A 2017 systematic review and meta-analysis summarized data from 21 behavioral alcohol intervention studies among 8,461 PWH [112], from across several countries. Overall, these studies demonstrated significant but modest effects on reducing alcohol consumption among PWH while also increasing condom use, medication adherence, and consequently, reduced HIV viremia. Madhombiro et al. [113] reached somewhat contrasting conclusions in their 2019 systematic review. While both studies agreed on the lack of large intervention effects on alcohol use in HIV, the latter reported no significant intervention effects overall (no metaanalysis was performed). The studies involving interventions primarily targeting unhealthy alcohol use alone had larger effects than those intervening on multiple behaviors concurrently (e.g., substance use and HIV control). Since these reviews, Kahler et al. [107] randomized men who have sex with men to motivational interviewing-based interventions or usual care, finding greater and faster reductions in alcohol consumption in the intervention group.
Implementation.
Recent studies have focused on integrating alcohol treatment with routine HIV care. We found that a stepped care model, where treatment services were intensified as needed to address alcohol use, led more PWH with unhealthy alcohol use to receive evidence-based alcohol-related care with potential translation into alcohol reduction and meaningful clinical improvements (i.e., HIV viral load, liver measures) [102, 103]. However, given observed challenges in recruiting and retaining PWH in alcohol interventions, innovative approaches to engage (e.g., contingency management) and promote retention in alcohol treatment (e.g., implanted extended release drug formulations), are needed and underway (ClinicalTrials.gov Identifier: NCT03089320).
Opioids
PWH are disproportionately exposed to opioids, including heroin and prescription opioids [114]. About 230,500 people who inject drugs (PWID) have HIV in North America [115]. Until recently, PWH had been prescribed opioids routinely for pain, at higher doses than the general population [116], and with limited monitoring [117].

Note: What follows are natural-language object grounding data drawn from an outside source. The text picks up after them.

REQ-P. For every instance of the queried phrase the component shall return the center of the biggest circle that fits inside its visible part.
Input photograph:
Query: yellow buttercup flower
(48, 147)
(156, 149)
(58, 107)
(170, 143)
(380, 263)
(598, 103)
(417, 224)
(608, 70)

Beyond overdose (Bosh et al., Conference on Retroviruses and Opportunistic Infections 2019, Abstract #147) and the impact of addiction on health in PWH, emerging data indicate that opioids exert physiologic effects and may promote immunosuppression [118], with resulting increased risk of infectious complications [119]. Opioids may be associated with immune activation by compromising gut integrity, through microbial translocation [120] and injection-related practices and consequences (e.g., abscesses) [121]. Data on whether opioids impact HIV biomarkers and serves as an important, independent risk factor for comorbidities [122], especially among PWH [123], is largely understudied; the below highlights recent articles published specifically on this topic.
Non-AIDS-defining Cancers.
To our knowledge, there are no studies linking opioid use to cancer in PWH. However, the potential contribution of opioids to NADCs is biologically plausible, given that opioids act on mu receptors found on lymphoid cells, potentially affecting their proliferation, inhibiting natural killer cell cytotoxicity, and upregulating the secretion of glucocorticoids acting on lymphoid organs [122]. Opioid use in the general population is associated with an increased risk of cancers of the esophagus, stomach, larynx, lung, and bladder [124].
Cardiovascular Disease.
There are sparse data regarding CVD risk with opioid use in PWH [125]. Prescribed opioid use was associated with an increased risk of CVD in participants of a general veteran population (Hazard Ratio [HR] 1.99; 95% CI1.36-2.92) [126] and with death due to coronary heart disease and CVD in women, but not men [127]. Potential mechanisms of these findings include increased oxidative stress and ischemia through opioid receptors on myocardial cells, increased inflammation, and accelerated atherosclerosis [127].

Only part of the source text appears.